New York City’s Saxon + Parole plays with plenty of fresh produce on its drink menu, which means that (depending on the season) guests often request “that watermelon thing” or “that pumpkin thing.” This time, head bartenders Maxime Belfand and Masa Urushido stayed one step ahead and named their heirloom-carrot-packed winter drink accordingly.
Newly opened in December 2016 from Top Chef alum Ryan Scott, the cocktail menu at San Francisco’s Finn Town boasts plenty of fresh juices—cucumber, ginger, etc. But fennel’s not one you see on the drink menu very often. This drink by bartender Anthony Parks lends freshness and subtle anise to a tequila-forward sipper.
Although the full recipe takes a couple of hours, this classic drink is accomplished in a crockpot, so it’s basically a set-it-and-forget-it type of recipe. Get a batch started before friends arrive, then spoon into coffee mugs.“We use an IPA as the beer base,” says Mike Bohn of New York City’s Olmsted, “which gives the drink a contrasting freshness from the hops and citrus, plus a little porter thrown in to add some coffee richness.”

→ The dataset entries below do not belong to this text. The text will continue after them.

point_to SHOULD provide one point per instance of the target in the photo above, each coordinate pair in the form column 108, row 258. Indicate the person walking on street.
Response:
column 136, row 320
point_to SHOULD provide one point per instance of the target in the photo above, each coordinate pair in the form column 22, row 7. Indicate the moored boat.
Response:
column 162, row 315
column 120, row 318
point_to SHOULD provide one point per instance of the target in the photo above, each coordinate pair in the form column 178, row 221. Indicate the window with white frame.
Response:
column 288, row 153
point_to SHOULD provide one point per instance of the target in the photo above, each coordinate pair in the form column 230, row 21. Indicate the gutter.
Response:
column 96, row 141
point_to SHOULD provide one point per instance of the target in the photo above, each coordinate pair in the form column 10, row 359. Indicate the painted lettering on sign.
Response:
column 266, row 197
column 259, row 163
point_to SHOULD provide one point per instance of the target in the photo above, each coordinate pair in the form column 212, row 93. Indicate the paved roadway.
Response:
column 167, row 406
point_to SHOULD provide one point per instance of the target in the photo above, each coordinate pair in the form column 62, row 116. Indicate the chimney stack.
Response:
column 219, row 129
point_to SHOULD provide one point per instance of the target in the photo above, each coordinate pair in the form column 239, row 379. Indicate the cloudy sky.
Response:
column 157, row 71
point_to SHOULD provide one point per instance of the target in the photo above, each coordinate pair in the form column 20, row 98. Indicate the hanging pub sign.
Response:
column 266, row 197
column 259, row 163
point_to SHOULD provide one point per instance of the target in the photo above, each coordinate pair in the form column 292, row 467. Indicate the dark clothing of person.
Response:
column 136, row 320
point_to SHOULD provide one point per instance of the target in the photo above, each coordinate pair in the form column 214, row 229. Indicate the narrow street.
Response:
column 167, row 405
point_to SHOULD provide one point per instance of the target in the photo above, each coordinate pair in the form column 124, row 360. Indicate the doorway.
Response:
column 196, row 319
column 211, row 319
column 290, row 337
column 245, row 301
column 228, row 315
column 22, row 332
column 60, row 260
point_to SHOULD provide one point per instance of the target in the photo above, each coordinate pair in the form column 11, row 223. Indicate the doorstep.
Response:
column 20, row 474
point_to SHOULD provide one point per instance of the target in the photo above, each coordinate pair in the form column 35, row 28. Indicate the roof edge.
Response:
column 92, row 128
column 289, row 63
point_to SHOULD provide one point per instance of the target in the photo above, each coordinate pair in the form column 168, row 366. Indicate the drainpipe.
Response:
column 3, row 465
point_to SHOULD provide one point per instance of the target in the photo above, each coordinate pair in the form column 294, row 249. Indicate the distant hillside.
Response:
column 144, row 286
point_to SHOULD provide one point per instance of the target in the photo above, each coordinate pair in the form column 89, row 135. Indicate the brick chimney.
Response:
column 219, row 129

This boozy tea by bartender Elia Covino at Chicago’s Rebar in Trump hotel will warm you up during winter. “I wanted to make something to replace the mulled wine we would serve around the holidays that would appeal to the Hot Toddy drinkers and that spirits people wouldn't generally think would go well in a warm cocktail,” says Covino. “I knew I wanted vermouth to be a component, and the gin was a wonderful addition, adding more depth and a floral component. The milk chocolate elixir plays off both of those so well, and the ginger snap liqueur and honey add a touch of sweetness.”

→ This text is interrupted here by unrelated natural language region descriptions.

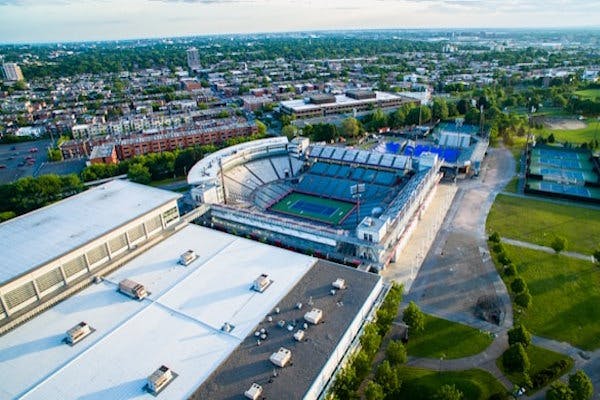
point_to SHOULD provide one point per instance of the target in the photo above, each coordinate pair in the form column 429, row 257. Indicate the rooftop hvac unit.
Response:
column 186, row 258
column 227, row 327
column 314, row 316
column 160, row 379
column 282, row 357
column 78, row 332
column 339, row 283
column 132, row 289
column 254, row 392
column 261, row 283
column 299, row 335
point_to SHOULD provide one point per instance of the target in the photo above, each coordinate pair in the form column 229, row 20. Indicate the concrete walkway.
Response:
column 546, row 249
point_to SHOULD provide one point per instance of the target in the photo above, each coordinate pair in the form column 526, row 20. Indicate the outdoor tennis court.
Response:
column 314, row 208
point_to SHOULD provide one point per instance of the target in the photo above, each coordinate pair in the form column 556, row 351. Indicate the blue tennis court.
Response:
column 313, row 208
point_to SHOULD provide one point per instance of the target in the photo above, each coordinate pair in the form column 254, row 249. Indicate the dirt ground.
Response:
column 564, row 123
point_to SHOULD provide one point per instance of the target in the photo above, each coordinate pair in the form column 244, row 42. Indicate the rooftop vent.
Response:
column 282, row 357
column 132, row 289
column 254, row 392
column 314, row 316
column 78, row 332
column 160, row 379
column 339, row 284
column 299, row 335
column 261, row 283
column 187, row 257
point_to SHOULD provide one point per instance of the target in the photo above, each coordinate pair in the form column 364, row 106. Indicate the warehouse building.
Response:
column 207, row 295
column 51, row 252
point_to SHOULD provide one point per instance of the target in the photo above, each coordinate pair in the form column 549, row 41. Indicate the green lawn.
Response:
column 584, row 135
column 539, row 358
column 443, row 337
column 422, row 384
column 566, row 296
column 312, row 207
column 589, row 93
column 539, row 222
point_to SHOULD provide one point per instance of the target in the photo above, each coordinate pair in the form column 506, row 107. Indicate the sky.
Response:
column 79, row 20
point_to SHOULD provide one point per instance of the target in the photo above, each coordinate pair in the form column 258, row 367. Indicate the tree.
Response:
column 519, row 334
column 374, row 391
column 523, row 299
column 515, row 359
column 396, row 353
column 350, row 127
column 139, row 173
column 559, row 391
column 597, row 256
column 414, row 317
column 448, row 392
column 262, row 128
column 439, row 109
column 581, row 385
column 289, row 131
column 559, row 244
column 518, row 285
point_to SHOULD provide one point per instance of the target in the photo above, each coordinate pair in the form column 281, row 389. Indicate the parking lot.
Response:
column 19, row 160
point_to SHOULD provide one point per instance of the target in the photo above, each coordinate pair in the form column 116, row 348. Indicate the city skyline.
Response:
column 28, row 21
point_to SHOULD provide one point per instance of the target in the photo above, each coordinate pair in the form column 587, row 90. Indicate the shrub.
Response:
column 515, row 359
column 510, row 270
column 523, row 299
column 495, row 237
column 559, row 244
column 518, row 285
column 519, row 334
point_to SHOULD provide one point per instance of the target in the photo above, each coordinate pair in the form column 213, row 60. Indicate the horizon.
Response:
column 66, row 21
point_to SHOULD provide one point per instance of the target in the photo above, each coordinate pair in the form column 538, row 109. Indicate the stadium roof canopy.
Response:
column 177, row 325
column 36, row 238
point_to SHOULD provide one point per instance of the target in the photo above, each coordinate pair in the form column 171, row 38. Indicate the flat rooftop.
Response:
column 178, row 325
column 341, row 99
column 36, row 238
column 250, row 363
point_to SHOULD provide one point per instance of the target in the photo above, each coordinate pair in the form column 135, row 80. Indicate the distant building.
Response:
column 104, row 154
column 320, row 105
column 12, row 72
column 193, row 58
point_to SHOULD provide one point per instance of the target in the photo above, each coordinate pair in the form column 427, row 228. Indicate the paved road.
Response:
column 545, row 249
column 458, row 269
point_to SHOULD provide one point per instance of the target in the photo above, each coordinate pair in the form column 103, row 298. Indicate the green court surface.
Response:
column 314, row 208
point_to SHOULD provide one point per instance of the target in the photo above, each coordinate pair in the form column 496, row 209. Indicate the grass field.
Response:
column 539, row 222
column 588, row 93
column 539, row 358
column 566, row 295
column 443, row 337
column 422, row 384
column 585, row 135
column 312, row 207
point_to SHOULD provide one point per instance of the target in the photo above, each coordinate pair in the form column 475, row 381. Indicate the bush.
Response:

If you appreciate a good Manhattan—a rye Manhattan specifically—then the Remember the Maine will most likely find a home in your drinks repertoire. The cocktail comes from Charles H. Baker, Jr’s. The Gentleman’s Companion from 1939 and is notable for its additions of cherry liqueur and a touch of absinthe.

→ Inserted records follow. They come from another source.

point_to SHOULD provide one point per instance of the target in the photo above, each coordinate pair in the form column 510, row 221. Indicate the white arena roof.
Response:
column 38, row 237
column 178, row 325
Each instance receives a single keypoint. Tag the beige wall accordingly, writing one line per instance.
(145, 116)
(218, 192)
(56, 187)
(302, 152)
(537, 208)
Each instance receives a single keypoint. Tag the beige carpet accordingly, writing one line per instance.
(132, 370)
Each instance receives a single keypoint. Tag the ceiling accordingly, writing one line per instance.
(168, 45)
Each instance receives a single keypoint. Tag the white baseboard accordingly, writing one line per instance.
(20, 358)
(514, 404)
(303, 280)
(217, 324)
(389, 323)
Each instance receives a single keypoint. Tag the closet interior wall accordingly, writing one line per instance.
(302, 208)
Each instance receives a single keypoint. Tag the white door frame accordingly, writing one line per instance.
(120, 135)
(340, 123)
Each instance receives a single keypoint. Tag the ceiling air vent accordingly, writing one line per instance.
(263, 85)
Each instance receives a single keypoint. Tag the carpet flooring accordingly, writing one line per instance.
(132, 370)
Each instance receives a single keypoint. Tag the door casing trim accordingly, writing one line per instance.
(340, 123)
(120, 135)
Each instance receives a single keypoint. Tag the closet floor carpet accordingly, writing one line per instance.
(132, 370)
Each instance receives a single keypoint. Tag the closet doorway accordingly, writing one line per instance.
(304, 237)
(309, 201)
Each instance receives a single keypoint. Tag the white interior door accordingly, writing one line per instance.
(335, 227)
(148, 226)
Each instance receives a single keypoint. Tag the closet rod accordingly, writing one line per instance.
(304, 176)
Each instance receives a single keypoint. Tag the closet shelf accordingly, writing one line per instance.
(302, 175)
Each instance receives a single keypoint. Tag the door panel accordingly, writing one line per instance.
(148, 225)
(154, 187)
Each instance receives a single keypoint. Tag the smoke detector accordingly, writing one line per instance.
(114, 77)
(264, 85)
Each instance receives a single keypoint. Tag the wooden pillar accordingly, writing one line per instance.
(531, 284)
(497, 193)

Until recently, fassionola syrup, which was used in many old Tiki drinks including the Hurricane, was lost to the past. The Jonathan English Company bottled it in the 1950s, and modern bartenders have either created house-made versions or substituted passion fruit syrup. Recently, Cocktail & Sons’ Max Messier bottled a seasonal version of it with local New Orleans strawberries, as well as pineapples, mango, passion fruit and steeped hibiscus flower syrup. The little-known Cobra’s Fang was created at Don the Beachcomber and also uses falernum, which has seen its own resurgence in recent years.